Soon, the soldiers killed in Iraq do start returning from the dead, and it doesn't go the way Murch predicted. They are not back to feast on the living, but unhappily for the president and his supporters, they just want a chance to vote in the upcoming election. "We'll vote for anyone who ends this war," one explains. The spin machine goes into overdrive, but the dead are determined to make their voice heard even going as far as one soldier killing Kurt Rand by acting out the zombie stereotype (gouging his eye and slamming his head into the table) when Rand tried to force him to sign an unwanted document by threatening the soldier's mother.

While voting results are being counted during the election, people within the current administration decide to skew the results so the current administration remains in power. After the election results are broadcast, more soldiers begin to return from the dead - but not just ones from Iraq: Soldiers begin to return from World War I and II, the Vietnam War, the Civil War, and etc. Eventually all of the people who died during war time to protect the United States of America have returned from the dead.

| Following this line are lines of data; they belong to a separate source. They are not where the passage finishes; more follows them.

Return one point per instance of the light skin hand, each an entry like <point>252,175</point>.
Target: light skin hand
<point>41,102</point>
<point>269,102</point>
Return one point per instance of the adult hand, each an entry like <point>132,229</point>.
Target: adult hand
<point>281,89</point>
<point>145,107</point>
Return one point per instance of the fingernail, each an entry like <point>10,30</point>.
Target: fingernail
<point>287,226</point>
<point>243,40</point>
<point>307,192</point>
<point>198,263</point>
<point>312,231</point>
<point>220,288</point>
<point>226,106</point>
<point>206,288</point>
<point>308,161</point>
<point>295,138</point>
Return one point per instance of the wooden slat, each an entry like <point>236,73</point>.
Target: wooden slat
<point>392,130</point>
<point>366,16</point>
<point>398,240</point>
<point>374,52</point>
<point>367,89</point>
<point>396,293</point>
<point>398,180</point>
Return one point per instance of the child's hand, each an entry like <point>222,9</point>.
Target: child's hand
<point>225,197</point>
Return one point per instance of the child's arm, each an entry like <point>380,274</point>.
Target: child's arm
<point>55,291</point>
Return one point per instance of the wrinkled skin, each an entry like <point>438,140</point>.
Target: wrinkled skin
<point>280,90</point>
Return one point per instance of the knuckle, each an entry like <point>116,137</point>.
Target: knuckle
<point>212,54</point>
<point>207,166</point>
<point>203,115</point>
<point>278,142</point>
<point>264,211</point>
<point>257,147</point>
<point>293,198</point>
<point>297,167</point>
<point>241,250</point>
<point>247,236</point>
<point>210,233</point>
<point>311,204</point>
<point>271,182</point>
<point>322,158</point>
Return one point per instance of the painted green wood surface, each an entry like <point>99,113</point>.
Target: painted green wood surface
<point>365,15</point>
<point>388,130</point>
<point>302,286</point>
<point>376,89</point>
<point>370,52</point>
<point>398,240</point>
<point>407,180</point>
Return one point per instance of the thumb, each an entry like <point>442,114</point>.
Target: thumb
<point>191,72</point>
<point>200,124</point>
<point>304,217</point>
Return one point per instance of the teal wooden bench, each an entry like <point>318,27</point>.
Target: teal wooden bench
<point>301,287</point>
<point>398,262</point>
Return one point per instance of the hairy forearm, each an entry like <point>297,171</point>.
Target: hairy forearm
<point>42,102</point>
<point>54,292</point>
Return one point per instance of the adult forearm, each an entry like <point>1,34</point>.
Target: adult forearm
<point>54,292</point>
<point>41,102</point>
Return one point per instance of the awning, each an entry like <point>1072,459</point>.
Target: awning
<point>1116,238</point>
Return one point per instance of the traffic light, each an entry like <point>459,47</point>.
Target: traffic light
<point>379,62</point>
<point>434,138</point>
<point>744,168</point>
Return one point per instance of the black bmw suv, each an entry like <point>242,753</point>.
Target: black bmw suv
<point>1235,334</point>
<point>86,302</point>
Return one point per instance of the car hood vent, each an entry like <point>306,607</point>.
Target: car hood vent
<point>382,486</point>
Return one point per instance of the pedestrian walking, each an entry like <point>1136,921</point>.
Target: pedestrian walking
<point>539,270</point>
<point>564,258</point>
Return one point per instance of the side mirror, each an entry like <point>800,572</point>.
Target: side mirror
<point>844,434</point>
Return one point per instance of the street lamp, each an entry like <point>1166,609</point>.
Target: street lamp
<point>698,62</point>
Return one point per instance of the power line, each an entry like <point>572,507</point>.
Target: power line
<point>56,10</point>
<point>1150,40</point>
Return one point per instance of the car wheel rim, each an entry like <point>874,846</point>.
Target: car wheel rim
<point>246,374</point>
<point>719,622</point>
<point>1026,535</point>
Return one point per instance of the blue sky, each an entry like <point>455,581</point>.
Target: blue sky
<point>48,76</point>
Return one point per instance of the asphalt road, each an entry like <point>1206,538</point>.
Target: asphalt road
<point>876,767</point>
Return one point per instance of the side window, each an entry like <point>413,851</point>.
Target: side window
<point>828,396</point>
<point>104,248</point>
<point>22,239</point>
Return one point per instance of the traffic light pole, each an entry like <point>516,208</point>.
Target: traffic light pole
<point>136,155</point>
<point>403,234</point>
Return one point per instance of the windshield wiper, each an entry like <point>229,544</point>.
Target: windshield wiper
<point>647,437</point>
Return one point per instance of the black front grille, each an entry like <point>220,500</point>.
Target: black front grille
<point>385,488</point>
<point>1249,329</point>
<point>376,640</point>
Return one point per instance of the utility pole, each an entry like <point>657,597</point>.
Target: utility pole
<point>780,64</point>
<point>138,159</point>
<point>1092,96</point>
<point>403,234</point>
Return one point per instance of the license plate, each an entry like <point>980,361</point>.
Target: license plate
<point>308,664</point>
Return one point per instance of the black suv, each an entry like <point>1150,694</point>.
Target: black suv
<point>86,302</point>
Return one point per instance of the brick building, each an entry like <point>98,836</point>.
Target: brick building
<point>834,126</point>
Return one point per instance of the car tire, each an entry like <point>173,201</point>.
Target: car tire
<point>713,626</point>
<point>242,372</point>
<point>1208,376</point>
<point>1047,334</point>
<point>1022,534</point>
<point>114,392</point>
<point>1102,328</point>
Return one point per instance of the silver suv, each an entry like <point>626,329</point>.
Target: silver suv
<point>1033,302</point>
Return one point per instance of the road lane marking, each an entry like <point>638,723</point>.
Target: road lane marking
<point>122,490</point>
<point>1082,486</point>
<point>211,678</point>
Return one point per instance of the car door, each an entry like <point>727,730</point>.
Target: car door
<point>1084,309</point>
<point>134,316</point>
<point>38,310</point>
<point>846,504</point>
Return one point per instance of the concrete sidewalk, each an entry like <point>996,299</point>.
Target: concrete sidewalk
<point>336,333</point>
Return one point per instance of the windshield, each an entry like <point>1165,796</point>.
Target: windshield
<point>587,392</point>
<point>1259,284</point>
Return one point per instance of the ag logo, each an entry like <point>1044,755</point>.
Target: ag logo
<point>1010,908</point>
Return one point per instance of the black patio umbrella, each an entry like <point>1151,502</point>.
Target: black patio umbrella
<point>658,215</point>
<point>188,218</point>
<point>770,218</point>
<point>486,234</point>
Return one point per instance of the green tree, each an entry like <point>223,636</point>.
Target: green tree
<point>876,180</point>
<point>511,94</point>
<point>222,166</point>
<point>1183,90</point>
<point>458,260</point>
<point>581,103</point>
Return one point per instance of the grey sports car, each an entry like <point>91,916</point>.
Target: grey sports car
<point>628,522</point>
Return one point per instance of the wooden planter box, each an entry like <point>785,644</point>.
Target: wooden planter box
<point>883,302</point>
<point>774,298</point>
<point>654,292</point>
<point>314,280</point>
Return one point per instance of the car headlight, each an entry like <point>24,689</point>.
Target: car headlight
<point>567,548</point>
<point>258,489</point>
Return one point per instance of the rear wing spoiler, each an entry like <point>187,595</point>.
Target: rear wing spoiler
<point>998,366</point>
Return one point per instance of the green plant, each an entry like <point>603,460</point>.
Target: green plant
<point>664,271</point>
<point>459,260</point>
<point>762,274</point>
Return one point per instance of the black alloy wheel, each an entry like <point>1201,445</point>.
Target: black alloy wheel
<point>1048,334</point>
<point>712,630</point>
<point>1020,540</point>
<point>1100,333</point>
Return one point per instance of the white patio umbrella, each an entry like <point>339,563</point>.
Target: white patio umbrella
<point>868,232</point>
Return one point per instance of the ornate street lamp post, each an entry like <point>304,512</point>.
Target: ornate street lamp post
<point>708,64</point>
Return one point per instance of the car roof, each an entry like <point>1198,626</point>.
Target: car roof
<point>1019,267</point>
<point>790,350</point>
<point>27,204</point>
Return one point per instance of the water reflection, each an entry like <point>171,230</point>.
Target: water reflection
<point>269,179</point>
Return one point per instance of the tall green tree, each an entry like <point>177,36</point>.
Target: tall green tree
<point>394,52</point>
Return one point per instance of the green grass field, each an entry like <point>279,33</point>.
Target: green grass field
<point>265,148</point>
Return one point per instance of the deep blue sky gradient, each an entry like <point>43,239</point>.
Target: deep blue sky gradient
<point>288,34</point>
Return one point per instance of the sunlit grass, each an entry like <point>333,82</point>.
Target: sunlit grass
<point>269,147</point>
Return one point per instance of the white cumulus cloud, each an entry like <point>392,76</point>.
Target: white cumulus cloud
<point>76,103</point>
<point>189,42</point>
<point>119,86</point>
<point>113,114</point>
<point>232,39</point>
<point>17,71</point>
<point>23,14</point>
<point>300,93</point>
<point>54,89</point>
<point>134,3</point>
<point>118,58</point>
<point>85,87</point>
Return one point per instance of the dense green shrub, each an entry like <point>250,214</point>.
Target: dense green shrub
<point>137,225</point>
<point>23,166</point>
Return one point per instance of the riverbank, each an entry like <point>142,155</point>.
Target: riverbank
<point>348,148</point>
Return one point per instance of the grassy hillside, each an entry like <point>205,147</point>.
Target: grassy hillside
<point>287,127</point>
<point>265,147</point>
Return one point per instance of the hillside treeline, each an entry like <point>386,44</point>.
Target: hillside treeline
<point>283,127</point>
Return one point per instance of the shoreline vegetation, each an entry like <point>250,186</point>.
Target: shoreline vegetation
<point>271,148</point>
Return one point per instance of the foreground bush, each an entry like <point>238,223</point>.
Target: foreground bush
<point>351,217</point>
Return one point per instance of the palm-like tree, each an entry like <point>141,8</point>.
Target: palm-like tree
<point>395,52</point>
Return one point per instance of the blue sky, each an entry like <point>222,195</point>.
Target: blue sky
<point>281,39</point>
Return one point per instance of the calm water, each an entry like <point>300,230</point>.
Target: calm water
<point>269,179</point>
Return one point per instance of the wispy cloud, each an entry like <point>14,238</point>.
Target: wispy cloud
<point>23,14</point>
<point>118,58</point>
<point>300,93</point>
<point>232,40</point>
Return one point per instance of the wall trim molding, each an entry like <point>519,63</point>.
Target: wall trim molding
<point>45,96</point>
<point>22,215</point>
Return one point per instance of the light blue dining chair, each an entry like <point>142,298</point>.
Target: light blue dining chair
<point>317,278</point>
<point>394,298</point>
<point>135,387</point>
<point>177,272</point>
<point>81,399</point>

The progress of the movie also reveals a shadowy mistake from Murch's past. He believed that his brother Philip was murdered in the Vietnam War only to discover that it was he who unintentionally killed him long ago with a gun in a game of "friend or foe". After Cleaver attacks the soldiers with her shotgun, Murch kills her, but fails to kill himself. Murch is countered by a soldier that asks him to join them, saying "We're looking for a few good men." Philip is among those returning from the grave, saying he forgives Murch for killing him, and then snaps Murch's neck.

Now one of the zombies, Murch announces that he will show anyone who sends their brothers and sisters to die for a lie the true face of hell.

Cast[edit]

DVD and Blu-ray[edit]

The DVD was released by Anchor Bay Entertainment on July 18, 2006. The episode was the sixth episode and the seventh to be released on DVD. The episode appears on the fourth volume of the Blu-ray compilation of the series.

References to popular culture[edit]

During the scene where the dead rise from their graves the gravestones are marked with the names of Jacques Tourneur, George A. Romero, Jean Yarbrough and Delbert Tenney, which are other zombie film directors.

Reception[edit]

The episode received generally favorably reviews. Village Voice described the film as "easily one of the most important political films of the Bush II era."[2] a sentiment echoed by The New Yorker, who said that it was "[t]he best political film of 2005."[3]